Republicans have the upper hand on the issues that most concern Americans

Theresa McCloskey, who owns a graphic design and print company near Philadelphia, has been dogged by supply shortages and rising prices. But she says she is more concerned about abortion rights. Though she often votes for candidates from both sides of the aisle, she plans to go squarely with the Democrats this time around.

“Even though as a business person, my job literally puts a roof over my head, I personally believe that my rights as a woman – and the rights of my daughter and nieces – are far more important than anything the economy can throw at me. . “, said the 62-year-old. “I don’t care what things cost.

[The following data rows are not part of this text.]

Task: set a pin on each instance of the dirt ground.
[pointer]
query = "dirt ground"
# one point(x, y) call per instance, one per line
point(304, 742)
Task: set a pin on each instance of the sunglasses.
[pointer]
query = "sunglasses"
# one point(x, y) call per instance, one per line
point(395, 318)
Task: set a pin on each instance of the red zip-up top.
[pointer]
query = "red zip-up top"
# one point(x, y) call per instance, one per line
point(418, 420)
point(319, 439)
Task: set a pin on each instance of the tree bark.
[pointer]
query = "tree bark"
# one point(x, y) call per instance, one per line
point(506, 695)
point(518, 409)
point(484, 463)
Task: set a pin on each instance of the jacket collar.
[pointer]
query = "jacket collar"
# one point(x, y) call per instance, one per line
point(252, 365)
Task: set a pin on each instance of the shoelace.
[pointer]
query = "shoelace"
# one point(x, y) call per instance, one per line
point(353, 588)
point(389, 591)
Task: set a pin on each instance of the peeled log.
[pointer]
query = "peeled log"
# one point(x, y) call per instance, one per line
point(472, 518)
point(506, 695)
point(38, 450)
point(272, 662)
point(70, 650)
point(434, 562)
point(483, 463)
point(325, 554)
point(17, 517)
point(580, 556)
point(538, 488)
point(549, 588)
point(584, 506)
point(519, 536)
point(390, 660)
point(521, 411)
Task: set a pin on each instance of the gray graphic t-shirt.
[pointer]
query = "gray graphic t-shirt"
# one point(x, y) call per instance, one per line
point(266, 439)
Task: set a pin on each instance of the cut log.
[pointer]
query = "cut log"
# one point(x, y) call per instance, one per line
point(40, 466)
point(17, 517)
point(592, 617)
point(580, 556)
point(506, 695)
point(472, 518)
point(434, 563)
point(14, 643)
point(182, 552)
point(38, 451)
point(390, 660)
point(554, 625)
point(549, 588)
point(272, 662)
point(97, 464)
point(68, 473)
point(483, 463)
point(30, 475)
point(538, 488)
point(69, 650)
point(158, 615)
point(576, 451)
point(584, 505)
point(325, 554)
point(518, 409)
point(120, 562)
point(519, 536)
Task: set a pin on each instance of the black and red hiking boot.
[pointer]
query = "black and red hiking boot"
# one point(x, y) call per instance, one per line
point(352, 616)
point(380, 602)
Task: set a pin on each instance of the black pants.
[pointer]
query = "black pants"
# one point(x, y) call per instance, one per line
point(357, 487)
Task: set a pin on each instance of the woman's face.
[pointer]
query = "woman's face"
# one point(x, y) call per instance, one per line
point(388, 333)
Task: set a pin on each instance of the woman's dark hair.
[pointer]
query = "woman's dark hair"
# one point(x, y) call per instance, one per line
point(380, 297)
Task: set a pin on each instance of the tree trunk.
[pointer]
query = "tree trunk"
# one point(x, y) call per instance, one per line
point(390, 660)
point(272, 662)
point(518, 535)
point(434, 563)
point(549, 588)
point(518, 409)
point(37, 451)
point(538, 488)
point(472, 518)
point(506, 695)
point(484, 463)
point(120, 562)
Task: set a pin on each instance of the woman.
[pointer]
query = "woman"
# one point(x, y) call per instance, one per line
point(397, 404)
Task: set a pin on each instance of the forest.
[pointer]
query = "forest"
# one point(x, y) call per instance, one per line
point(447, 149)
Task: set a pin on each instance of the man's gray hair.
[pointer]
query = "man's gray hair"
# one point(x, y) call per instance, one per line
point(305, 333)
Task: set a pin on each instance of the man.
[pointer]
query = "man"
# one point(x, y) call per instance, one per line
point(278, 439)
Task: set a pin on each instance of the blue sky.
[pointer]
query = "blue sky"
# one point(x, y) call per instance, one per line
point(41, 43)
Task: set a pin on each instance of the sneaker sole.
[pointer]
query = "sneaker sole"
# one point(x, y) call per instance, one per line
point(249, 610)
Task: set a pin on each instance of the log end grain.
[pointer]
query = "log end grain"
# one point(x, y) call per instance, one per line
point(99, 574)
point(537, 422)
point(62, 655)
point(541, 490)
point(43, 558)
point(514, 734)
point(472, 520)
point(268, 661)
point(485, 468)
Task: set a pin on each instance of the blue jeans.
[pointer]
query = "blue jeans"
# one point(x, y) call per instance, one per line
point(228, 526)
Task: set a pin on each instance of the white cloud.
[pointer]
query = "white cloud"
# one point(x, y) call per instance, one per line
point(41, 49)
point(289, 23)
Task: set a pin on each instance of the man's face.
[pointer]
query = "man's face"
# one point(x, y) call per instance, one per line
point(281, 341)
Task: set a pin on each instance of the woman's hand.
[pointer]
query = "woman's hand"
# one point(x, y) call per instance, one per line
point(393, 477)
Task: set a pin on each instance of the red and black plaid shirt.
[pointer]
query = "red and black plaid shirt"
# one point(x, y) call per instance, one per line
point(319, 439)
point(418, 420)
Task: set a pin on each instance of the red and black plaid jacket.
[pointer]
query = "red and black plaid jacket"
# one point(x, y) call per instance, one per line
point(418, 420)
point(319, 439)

I’ve worked three jobs as a single mother before, and I’ll do it again if I have to to maintain my rights.”

McCloskey, who has avoided dining out and traveling to save money, says he is optimistic about the economy. Schools, car dealerships and other customers continued to shell out business cards, brochures and large banners. Her sales are on track to surpass last year’s by 20%, and she hopes the United States can avoid a recession.

“Inflation is tough right now,” she said. “But if things get more expensive, I’ll either cut more or get another job. I won’t worry just yet.”